Interest rate swaps: financial tool of the '90s - includes related article

Healthcare Financial Management, Nov, 1993 by Mark A. Woodard

The three most common indices are the Public Securities Association (PSA) municipal index, the JJ Kenny municipal index, and the London InterBank Offered Rate (LIBOR). Each has its advantages. By far the greatest number of swaps overall are based on LIBOR and the fewest based on the PSA index. This fact increases liquidity and lowers costs for LIBOR-based swaps. The PSA index is thought to have the closest correlation to true short-term municipal interest rates, with LIBOR having the least. To choose the appropriate index, hospital financial managers must decide how important it is to have variable rates based on a tax-exempt index.

The two parties to the swap agree on a principal amount of the swap (called the "notional" amount), but principal does not change hands. On an agreed upon set of dates, the parties calculate the amount that has accrued on the variable rate part of the swap and compare that to the amount that has accrued on the fixed rate part. To simplify the payment process, the payments are netted against each other, with only the party owing more to the other making a net payment.

Swaps have been executed with widely varying maturities. The most common maturity period is between three and 10 years. Some swaps have been executed over 30 years, though swaps with a long final maturity frequently require additional security provisions or credit enhancement.

Risks inherent in swaps

There are three risks in the swap structure: counterparty default, early cancellation fees in event of hospital default, and unanticipated interest rate exposure in the event of early termination. In addition, there are different risks in floating-to-fixed swaps than from fixed-to-floating swaps.

Counterparty default. The counterparty is generally a financial institution, and there is no guarantee that it will not default. Despite the obligation of the counterparty to make swap payments in certain circumstances, the requirement of the hospital to make debt service payments is not discharged. As a result, default of the counterparty effectively voids the swap but has no impact on the hospital's obligation to pay debt service on any outstanding debt regardless of whether the outstanding debt is fixed or variable.

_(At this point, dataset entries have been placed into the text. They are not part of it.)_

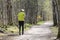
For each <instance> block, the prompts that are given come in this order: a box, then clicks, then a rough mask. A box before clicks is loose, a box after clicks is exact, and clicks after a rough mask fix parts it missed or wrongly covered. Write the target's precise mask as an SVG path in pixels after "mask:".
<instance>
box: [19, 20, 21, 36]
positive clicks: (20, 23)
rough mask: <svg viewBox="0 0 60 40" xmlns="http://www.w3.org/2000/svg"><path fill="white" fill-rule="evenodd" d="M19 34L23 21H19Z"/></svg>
mask: <svg viewBox="0 0 60 40" xmlns="http://www.w3.org/2000/svg"><path fill="white" fill-rule="evenodd" d="M19 35H21V22H20V21H19Z"/></svg>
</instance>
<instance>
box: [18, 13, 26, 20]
mask: <svg viewBox="0 0 60 40" xmlns="http://www.w3.org/2000/svg"><path fill="white" fill-rule="evenodd" d="M17 16H18V21H24V19H25V13H24V12H19V13H18V15H17Z"/></svg>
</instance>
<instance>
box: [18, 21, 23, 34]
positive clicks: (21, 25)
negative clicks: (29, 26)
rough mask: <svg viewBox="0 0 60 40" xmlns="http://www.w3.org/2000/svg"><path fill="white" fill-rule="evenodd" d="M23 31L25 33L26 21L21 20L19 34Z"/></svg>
mask: <svg viewBox="0 0 60 40" xmlns="http://www.w3.org/2000/svg"><path fill="white" fill-rule="evenodd" d="M21 28H22V29H21ZM21 31H22V35H23V34H24V21H19V35H20V34H21Z"/></svg>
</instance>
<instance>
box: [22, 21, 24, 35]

One factor in assessing counterparty risk is the rating of the counterparty assigned by the rating agencies. Most financial institutions (with some notable exceptions) are currently rated in the "A" range. To decrease counterparty risk, some investment banks have established new subsidiaries rated substantially higher than the investment banks themselves, even as high as AAA/Aaa. In addition, some bond insurance companies have offered to insure counterparties, which has the effect of raising the counterparty's ratings to AAA/Aaa, though the practice is not yet widespread. In any event, it is not enough to execute a swap with a well-known financial institution. The ratings and the specific subsidiary of the counterparty are important.

Hospital default. The swap may terminate before its maturity in the event of hospital default, even in a technical default while payments are still current. The party that defaults under the swap must compensate the nondefaulting party for the cost of procuring a substitute swap, which is called a cancellation fee. Depending on how interest rates have moved since the execution of the swap, the cancellation fee may be substantial. From the hospital's point of view, this feature is unattractive; at precisely the time the hospital is having difficulties, it may have to pay a large fee in order to cancel the swap and then expose itself to unanticipated interest rate risk. However, some hospitals believe that the likelihood of a default over the term of the swap is so small that this risk is worth bearing.